Ho cercato un senso di movimento circolare, un continuo rincorrersi di personaggi e storie. Un continuo senso di disagio che non ti fa stare fermo sul posto, che fa cercare, cercare sempre qualcosa di diverso, qualcosa di “altro” da quello che si è e si ha. Un rincorrersi delle storie continuo, con i personaggi che si superano, che si affiancano, che si fermano ad ansimare per la fatica.

Attraverso le immagini di Ciro Pellegrino volevamo restituire un simbolismo capace di parlare a tutti, anche ad un pubblico a cui una lingua o un luogo potevano apparire estranei.

È chiaro che la criminalità ed in maniera specifica la camorra, è stata già raccontata , e non penso quindi di svelare squarci di verità inediti.

In questo caso ho scelto due livelli di racconto, quello più istintivo, animalesco, violento, costituito dal braccio armato della camorra e quello imprenditoriale, che non si sporca mai le mani direttamente, che coordina a distanza che ha interessi in tutto il mondo.

Ed è anche chiaro che dopo aver venduto quasi un milione di copie, il nostro scopo, mio, di Roberto e di tutti gli attori, e di andare oltre il libro, di creare uno spettacolo assolutamente indipendente con caratteristiche proprie ma, che non tradisse le atmosfere così ben raccontate dal Roberto scrittore.

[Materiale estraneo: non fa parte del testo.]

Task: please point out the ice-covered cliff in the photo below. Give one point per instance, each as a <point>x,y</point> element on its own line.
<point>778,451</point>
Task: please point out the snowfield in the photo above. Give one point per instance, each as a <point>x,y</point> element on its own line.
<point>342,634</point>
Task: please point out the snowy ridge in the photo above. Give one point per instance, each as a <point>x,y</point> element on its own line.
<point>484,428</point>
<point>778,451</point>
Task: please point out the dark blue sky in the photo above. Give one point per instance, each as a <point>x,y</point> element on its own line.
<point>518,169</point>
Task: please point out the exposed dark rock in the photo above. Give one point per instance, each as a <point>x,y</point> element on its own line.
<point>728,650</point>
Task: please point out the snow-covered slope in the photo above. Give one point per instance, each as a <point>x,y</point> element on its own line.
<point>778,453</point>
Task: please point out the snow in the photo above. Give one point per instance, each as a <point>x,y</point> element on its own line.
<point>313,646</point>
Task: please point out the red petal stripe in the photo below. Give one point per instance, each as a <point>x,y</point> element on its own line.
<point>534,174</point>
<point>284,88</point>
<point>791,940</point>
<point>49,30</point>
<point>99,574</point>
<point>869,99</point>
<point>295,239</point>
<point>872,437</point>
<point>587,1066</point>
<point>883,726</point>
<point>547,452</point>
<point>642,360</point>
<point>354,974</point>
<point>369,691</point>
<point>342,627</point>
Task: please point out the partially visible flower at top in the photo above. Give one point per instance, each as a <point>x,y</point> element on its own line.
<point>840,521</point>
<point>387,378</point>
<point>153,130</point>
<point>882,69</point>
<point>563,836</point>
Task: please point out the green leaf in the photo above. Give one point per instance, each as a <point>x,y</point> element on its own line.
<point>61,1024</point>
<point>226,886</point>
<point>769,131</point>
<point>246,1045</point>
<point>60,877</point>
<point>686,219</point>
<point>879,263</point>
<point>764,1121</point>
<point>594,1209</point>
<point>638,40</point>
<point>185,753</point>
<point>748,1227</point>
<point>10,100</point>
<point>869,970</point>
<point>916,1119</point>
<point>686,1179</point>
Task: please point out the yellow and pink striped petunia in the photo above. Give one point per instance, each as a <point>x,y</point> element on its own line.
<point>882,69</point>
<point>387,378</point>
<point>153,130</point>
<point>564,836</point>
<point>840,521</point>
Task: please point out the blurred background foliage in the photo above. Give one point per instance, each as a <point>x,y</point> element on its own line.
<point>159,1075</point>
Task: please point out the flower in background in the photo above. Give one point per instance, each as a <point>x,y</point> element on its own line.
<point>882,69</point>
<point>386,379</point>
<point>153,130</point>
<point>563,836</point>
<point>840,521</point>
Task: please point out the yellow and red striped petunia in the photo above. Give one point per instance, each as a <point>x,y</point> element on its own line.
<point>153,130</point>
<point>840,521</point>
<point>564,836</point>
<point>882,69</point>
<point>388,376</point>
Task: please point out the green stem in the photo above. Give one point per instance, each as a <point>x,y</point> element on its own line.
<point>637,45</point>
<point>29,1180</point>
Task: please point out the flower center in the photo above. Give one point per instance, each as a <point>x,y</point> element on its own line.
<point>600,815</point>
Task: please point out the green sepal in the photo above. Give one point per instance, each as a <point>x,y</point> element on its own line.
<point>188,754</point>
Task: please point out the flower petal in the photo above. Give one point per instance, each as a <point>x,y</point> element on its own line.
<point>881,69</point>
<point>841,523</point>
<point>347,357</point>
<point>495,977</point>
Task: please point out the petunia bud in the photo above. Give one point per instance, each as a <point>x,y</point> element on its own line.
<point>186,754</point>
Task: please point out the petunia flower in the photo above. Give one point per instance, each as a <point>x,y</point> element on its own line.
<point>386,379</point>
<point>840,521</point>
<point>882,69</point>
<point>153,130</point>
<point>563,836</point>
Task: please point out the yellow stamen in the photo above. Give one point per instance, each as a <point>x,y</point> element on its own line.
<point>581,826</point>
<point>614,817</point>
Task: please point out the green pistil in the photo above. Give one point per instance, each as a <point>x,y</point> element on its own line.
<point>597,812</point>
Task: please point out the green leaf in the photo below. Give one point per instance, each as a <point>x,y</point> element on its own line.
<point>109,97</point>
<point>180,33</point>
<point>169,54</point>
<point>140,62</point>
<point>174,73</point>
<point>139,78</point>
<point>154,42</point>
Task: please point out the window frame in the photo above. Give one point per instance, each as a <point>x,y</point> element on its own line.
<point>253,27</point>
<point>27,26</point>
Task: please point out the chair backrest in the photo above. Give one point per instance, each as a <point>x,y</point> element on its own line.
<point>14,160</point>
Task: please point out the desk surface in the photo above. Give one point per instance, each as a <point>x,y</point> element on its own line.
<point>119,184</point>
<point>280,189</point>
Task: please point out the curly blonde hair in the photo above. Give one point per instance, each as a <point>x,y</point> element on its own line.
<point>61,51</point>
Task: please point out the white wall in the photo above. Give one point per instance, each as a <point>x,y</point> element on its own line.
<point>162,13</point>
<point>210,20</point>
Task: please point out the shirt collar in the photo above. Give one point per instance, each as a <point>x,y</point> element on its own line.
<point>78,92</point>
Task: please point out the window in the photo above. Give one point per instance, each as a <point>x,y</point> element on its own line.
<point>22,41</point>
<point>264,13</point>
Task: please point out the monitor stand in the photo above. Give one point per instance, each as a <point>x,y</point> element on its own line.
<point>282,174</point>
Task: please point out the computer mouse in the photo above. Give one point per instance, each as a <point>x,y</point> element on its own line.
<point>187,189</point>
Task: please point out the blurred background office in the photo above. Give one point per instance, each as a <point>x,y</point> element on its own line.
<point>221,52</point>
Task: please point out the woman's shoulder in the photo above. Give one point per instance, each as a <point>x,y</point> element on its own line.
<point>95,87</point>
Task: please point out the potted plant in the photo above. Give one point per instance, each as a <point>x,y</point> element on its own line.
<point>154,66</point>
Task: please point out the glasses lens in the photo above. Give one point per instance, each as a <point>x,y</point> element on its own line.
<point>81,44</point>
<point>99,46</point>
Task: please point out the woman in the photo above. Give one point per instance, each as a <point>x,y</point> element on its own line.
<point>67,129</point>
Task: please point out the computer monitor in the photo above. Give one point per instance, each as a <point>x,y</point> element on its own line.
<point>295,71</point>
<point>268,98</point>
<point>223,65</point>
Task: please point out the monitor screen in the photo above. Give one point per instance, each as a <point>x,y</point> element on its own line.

Nello stesso tempo ho cercato di raccontare il Roberto Saviano che conosco io, quello distante dall’immaginario collettivo che ne fa o un eroe o un furbo. Il Saviano che torna a Casal di Principe a parlare in piazza, in quella piazza ostile, in cui ci sono gli uomini che lo vorrebbero “altrove”, che vorrebbero chiudergli la bocca, lui è li, con la forza delle sue parole, con la forza delle sue idee: “Sapere, capire diviene una necessità. L’unica possibile per considerarsi ancora uomini degni di respirare”. Per noi, per tutti noi che lavoriamo alla versione teatrale di Gomorra, questa è diventata un’ossese.